In practise, within a month or so, the information deluge has been reduced to a highly filtered, highly categorised and labeled view of the entire IT infrastructure. The other compelling aspect of this approach is that it removes or at least lessens the need for strict and bureaucratic change management. Because the volume of noise created by patches and upgrades is reduced, necessary changes can be allowed to be made immediately as required and then retrospectively assessed to confirm that the changes made on the system dovetail exactly with those planned. As a result, good change control is still employed – but without the constraints of time and bureaucracy that too often derail best intentions.

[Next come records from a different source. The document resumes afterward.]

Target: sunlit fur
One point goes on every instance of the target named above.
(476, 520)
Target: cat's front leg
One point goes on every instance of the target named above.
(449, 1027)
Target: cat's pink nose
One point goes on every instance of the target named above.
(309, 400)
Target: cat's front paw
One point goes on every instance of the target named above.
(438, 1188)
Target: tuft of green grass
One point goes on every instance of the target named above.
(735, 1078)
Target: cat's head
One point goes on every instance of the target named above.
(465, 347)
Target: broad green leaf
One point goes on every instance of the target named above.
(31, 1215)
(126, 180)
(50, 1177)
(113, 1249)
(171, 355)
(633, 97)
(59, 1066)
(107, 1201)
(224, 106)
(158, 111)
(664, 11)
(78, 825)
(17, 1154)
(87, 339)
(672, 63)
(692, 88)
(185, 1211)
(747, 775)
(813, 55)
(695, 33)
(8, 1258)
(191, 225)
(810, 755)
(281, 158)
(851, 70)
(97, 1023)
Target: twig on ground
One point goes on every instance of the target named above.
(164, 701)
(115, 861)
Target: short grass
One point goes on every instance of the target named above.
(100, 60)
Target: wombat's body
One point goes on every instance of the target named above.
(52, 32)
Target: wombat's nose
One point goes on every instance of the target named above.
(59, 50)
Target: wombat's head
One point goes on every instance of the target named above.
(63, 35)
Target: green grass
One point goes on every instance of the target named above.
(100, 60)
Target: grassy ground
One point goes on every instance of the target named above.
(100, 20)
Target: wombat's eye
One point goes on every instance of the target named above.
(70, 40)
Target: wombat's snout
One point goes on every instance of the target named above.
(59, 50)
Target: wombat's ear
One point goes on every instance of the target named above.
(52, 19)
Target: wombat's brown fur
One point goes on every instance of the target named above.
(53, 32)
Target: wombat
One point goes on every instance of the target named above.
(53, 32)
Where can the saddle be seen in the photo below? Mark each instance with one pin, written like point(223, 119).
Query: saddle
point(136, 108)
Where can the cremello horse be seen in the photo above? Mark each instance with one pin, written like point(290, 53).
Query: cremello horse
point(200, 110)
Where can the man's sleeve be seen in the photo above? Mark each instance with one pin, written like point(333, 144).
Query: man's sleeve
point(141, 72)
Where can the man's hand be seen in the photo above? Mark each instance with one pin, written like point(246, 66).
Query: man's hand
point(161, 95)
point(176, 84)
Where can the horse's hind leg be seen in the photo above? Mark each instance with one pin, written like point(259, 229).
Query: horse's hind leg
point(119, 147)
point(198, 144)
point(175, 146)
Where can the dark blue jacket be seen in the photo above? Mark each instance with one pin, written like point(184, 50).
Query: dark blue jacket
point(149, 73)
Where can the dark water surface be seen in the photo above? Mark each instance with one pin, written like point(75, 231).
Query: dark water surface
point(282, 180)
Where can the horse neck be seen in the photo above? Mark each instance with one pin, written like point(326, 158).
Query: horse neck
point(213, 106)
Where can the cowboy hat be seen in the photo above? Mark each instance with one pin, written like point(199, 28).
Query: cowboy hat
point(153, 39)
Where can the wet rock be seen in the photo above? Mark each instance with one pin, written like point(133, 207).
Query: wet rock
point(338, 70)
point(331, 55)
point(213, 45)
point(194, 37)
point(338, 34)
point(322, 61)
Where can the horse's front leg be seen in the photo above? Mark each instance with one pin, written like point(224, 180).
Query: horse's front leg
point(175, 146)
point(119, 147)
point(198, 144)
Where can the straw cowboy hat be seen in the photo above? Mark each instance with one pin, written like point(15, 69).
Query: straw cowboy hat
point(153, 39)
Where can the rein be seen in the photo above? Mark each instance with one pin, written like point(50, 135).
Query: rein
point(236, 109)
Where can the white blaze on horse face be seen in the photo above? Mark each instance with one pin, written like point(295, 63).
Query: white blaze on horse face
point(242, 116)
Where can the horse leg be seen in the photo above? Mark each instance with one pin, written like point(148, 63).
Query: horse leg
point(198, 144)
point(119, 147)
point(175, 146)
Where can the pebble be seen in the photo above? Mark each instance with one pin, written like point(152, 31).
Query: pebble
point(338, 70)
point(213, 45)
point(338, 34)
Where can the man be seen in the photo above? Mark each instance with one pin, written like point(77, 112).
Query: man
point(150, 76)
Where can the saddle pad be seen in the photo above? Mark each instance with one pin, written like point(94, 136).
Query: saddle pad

Once an organisation is in this position of homeostatic equilibrium, it is pretty straightforward to head off breaches and malware infections – control has been attained without imposing unworkable constraints over regular day to day activity.
Enabling every IT team, of any size and maturity, to confidently embrace change control is a massive step forward in IT security. However, this is not just a question of making the process simpler and easier to manage; it is about a change in attitude. Organisations need to accept that an attack is not only possible but that it is likely – and that requires a mind-set shift.
Just consider this real-life situation: a company initially assumed their FIM solution was at fault when alarms were repeatedly raised. On investigation, the technology was doing its job, and in fact, an attack was in progress; despite investing in prevention and detection tools, there was no actual expectation that they would ever be required. Is it any wonder that hackers continue to find new ways in?
In a world of constantly emerging threats security is a tough job – but the concepts of best practice have been devised for a reason. The challenge for organisations is to attain that balance between unworkable change control practices and an anarchic environment that provides ample opportunities to hide. Closing the loop on change control delivers that vital visibility of all integrity changes but with just a fraction of the noise generated by traditional FIM implementation, enabling organisations to have far more confidence both in the validity of alarms and their ability to investigate and disarm.